Google’s intentions of knowledge democratization and sharing this so it can be enjoyed are noble and commendable.  But projects like this are making people lose the ability to enjoy, analyze and even further discuss things.  People  just want to look, and in this way we appear to be losing traction in the evolution of the “museum” and its critical place in shaping our apprehension of art, imaginary of otherwise. (Magnuson, Virtual Museums)

Van Gogh by Numbers

Video: Scene from the movie “Mona Lisa Smile”

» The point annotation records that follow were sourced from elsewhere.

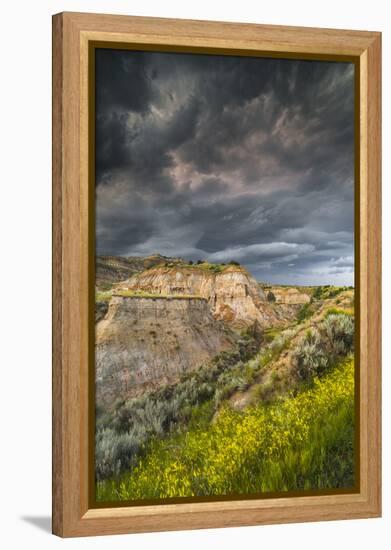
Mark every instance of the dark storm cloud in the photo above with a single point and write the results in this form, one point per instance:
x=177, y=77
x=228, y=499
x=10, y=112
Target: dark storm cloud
x=227, y=158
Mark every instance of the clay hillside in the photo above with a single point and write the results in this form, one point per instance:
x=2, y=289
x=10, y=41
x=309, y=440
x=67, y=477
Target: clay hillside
x=170, y=317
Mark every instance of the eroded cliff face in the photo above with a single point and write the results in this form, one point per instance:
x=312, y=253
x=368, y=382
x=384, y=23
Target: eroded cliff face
x=233, y=295
x=147, y=342
x=290, y=296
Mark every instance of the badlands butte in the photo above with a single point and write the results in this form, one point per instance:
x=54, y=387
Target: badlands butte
x=158, y=318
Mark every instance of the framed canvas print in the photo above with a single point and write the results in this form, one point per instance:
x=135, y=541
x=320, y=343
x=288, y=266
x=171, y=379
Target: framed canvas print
x=216, y=268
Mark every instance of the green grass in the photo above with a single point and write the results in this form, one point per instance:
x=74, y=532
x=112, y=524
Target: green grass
x=302, y=442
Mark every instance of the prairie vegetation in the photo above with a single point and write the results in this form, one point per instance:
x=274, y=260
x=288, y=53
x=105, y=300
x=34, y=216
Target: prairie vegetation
x=295, y=431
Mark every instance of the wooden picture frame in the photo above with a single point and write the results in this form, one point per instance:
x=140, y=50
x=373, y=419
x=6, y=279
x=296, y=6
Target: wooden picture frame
x=73, y=34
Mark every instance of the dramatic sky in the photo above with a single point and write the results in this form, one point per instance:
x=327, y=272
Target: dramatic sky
x=227, y=158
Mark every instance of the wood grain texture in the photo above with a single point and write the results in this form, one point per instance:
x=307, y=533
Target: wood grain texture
x=71, y=36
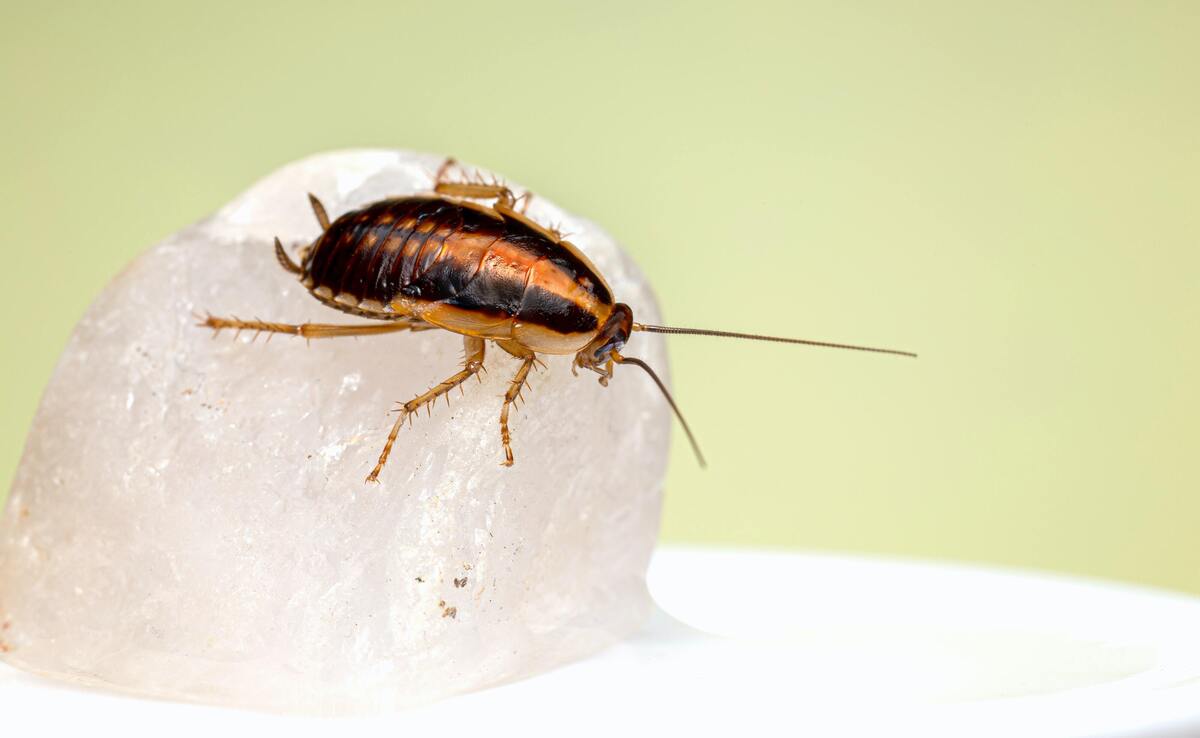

Art works and cultural images are now being made to be reproduced; the most reproducible ones enter the marketplace (Irvine, 6)  Art work is losing its uniqueness in exchange for accessibility,  living in a digital world makes us want all kinds of information in accelerated pace and sometimes we don’t enjoy looking at the innate beauty of things.

The possibility of finding anything is just a few keystrokes and a Google Search away so we must seriously consider if the tools of the digital age are being used wisely.  Is it more important to gain quick access to any piece of artwork than the artwork itself?

Are we so eager to digitize our very own existence that we are searching for ways to narrow existential gaps without consideration on how we are really making them wider?

Living a full live from the comfort of tour own living room.  Museums are cultural institutions that should be preserved and taken care of.  They are small universes that are able to take us to  different worlds and historical places and as such should be a mean to feed the user’s imagination not some collection of pixels stored far, far away.

WORKS CITED

Dewey, John. Art as experience. Penguin, 2005.

Wikipedia “Museum”  http://en.wikipedia.org/wiki/Museums

Irvine, Martin “Mediation and Representation: Plato to Baudrillard and Digital Media.”

André Malraux, “La Musée Imaginaire (The Imaginary Museum)”.